As we loaded everyone on board, they agreed the site was an amazing one.

For seconds, I moved us to the back side of Kettle Island, just a little way away.  Here I got a second dive in from my first tank and videoed some decorator crab action on an abandoned lobster trap.

Good visibility, but there was a lost camera involved.  Not mine, but one belonging to a customer.

Then we got boarded by the Environmental Police.  Everything checked out OK and they left to check on a small lobster boat with a very nice older gentleman at the helm.

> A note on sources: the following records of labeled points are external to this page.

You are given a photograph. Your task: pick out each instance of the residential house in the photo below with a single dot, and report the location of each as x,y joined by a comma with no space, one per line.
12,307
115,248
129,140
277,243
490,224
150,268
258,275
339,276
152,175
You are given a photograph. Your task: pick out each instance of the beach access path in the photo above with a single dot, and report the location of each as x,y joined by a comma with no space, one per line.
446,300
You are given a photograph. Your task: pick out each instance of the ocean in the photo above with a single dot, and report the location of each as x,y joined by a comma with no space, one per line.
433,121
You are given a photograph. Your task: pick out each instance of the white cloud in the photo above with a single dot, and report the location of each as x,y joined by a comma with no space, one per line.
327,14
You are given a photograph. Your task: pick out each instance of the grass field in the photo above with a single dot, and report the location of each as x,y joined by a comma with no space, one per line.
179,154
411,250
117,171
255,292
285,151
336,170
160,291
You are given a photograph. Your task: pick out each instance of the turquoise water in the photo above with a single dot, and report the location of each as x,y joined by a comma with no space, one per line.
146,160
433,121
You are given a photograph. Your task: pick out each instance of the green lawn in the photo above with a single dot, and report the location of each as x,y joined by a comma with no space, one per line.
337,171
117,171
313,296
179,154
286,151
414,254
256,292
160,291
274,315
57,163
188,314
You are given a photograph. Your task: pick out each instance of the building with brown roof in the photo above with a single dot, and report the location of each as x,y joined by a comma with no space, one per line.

Then we pulled anchor to return to the marina and I felt the boat’s speed drop quickly without my having touched the throttle. Rut row.  The Captain had me go into reverse and we heard, “thump, thump” against the bottom of the hull.  Double rut row.

Patrick volunteered to dive under and see what was up.  In only his bathing suit.

He confirmed that we’d picked up a lot of line.

Amy volunteered her still set up tank and he held it under his arm, wearing flippers I grabbed from the rack that didn’t fit over his heels, to dive with a knife and attack the snarl.  Good on ya, mate.

Several minutes later he surfaced with a wad of blue and white polypropylene line and the remains of a float (the source of the thumps).

Then we started again for home.

Customer were hustled off as quickly as possible, because we were going to an aerial shoot of the boat at the Dry Salvages.  I believe Amy M. left her camera case on board.

Thanks to Charlotte Richardson and Devon Wiebe, I was treated to an airplane ride to the site while Pete and The Captain motored there via the traffic jam that was the Annisquam River.

Here are some shots that Charlotte took:

Busy Sunday on the Annisquam River by Charlotte Richardson

Busy Sunday on the Annisquam River by Charlotte Richardson

Pete Driving Easy Diver

Pete Driving Easy Diver

We tumbled into bed early from all the fun we’d had today.  That’s why I’m writing this post on Monday morning.

One Response to “Adventure-ville”

  1. Veronica Says:

    Whoa! What a day! :-0
    Good for Patrick “saving the day”. 🙂
    Wicked cool shots done by Charlotte. You had nonstop adventure!